The low number of cases means that data about every single patient are needed for research if meaningful results are to be found. Every scientific study needs to have a minimum number of participants in order for its results to be considered statistically significant.

Survival rates for children with cancer across the EU vary broadly. Although wealthier countries report that on average eight out of 10 patients survive more than five years after diagnosis, other countries have less stellar results. For instance, the estimated five-year survival from a soft-tissue cancer called rhabdomyosarcoma was 39% in eastern Europe in 2005–2007 compared to 69% in northern Europe during the same time period, according to the World Health Organisation.

EU-funded research networks are helping to close this gap. Models such as the European Reference Network on  Paediatric Cancer (ERN PaedCan) as well as the European Society for Paediatric Oncology Clinical Research Council have been hailed by the WHO as “examples that could be contextualised to other settings”, as a system for mitigating large inequalities in cancer survival rates by facilitating knowledge exchange between countries.

The role of research networks

The ERN PaedCan allows clinicians to collaborate rapidly to find solutions to help childhood cancer patients, offering opportunities for specialists across the EU to connect with one another quickly. . Since childhood cancers are so rare, there may be only one or two experts in the whole of Europe that can help with a specific case.

The UK and Switzerland have traditionally been strong sources of information and expertise for other EU countries, according to SIOP Europe’s Rizzari. For example, Romania, Portugal, Lithuania and Slovakia all report death rates to WHO of between 3.4 and 3.1 per 100,000 childhood cancer patients, compared to less than 2.1 for the United Kingdom and just 1.8 for Switzerland. Sharing knowledge from countries with better survival rates can improve outcomes across the EU.

After Brexit, three UK centres treating childhood cancer were excluded from the ERN PaedCan. This happened even as the EU has been separately emphasising the importance of tackling childhood cancers, both in its Europe Beating Cancer Plan and under Mission Cancer – two of its biggest cancer-fighting initiatives.

For its part, Cancer Research UK – a leading charitable funder – also expresses concern. “Continued delays to reaching an association agreement with Horizon Europe will harm collaboration, which will mean slower progress towards life-saving treatments for patients,” said Ian Walker, executive director of policy, information and communications at the organisation.  

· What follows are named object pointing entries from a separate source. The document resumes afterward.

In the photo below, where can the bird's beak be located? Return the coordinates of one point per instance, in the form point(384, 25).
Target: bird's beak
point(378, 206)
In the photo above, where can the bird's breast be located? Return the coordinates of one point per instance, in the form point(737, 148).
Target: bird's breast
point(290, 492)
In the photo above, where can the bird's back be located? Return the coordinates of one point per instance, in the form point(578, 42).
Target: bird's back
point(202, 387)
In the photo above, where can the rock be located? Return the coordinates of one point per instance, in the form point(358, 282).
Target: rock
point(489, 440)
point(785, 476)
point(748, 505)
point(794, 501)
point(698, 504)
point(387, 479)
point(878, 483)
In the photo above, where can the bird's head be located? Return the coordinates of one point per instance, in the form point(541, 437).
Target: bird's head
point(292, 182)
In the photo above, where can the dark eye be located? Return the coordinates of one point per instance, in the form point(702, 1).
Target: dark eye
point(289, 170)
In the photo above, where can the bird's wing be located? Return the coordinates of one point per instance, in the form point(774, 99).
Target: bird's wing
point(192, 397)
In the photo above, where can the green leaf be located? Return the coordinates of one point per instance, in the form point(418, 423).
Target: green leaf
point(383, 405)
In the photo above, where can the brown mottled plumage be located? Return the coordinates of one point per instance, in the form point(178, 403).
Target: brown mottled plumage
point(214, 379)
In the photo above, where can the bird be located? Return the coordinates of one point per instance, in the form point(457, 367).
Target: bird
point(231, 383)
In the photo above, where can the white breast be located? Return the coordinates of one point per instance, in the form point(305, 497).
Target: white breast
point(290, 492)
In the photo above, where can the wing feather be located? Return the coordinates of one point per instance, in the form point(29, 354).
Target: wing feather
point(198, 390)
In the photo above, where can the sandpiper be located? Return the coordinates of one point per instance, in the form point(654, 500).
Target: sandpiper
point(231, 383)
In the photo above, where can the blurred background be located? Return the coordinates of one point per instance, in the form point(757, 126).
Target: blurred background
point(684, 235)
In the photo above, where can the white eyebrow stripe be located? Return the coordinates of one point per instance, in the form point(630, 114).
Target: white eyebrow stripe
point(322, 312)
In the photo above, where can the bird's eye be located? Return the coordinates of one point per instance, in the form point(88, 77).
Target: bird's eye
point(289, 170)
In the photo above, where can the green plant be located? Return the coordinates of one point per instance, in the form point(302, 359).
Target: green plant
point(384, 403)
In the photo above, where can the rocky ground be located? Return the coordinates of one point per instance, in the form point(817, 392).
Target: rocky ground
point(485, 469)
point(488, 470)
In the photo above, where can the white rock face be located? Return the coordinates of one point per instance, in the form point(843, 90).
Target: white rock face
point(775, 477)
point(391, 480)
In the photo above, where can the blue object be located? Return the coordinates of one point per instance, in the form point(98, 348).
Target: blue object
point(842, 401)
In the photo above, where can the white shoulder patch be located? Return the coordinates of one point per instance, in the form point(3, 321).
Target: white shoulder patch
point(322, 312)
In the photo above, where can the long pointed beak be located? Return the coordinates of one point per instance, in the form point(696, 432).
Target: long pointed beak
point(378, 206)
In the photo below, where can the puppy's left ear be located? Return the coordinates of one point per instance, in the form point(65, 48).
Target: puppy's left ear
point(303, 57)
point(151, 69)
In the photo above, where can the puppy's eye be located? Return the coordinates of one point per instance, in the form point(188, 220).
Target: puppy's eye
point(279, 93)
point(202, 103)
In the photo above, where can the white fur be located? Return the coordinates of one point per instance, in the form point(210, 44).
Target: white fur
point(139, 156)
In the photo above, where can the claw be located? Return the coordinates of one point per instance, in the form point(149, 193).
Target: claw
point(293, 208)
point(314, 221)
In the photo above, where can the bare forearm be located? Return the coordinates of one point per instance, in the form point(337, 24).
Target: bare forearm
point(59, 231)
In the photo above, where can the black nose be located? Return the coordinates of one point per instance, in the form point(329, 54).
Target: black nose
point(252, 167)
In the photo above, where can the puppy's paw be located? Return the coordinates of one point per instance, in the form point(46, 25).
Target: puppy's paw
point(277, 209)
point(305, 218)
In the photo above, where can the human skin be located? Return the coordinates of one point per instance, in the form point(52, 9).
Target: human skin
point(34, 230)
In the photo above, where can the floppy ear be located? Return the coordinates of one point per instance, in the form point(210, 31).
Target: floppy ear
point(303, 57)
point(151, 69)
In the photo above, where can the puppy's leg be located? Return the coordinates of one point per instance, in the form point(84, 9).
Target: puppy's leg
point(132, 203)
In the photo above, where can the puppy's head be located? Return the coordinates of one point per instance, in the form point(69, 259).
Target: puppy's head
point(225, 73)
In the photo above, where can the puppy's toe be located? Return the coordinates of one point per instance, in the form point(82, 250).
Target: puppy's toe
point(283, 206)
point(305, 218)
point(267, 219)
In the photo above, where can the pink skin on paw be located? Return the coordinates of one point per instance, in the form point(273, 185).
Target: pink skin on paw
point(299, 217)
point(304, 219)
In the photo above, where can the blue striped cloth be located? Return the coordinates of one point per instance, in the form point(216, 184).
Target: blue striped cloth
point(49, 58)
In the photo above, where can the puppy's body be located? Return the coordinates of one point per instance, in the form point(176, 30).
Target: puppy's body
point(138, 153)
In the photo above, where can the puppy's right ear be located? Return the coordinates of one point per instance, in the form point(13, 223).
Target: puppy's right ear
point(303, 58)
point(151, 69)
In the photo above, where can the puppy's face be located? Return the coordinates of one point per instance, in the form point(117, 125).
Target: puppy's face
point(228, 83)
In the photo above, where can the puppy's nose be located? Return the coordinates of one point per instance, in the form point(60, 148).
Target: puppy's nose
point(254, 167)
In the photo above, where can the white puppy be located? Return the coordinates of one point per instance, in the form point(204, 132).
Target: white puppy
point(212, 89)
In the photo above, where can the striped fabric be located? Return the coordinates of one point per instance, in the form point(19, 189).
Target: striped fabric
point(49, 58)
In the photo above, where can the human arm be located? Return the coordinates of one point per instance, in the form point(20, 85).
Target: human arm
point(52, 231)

He adds: “Cancer is a worldwide issue that will only be solved if countries across the globe work together. The EU’s Cancer Mission is a bold long-term approach to tackling cancer, and we want UK researchers to be a part of that through access to Horizon Europe. For the UK to lose influence in Horizon Europe at this crucial moment would be a significant blow for UK cancer researchers.”

Said Rizzari of SIOP Europe: “There should be no borders. Knowledge has to be spread wherever it is possible and cooperation has be fostered and supported because science and health belongs to all of us. These areas should be left out of politics.”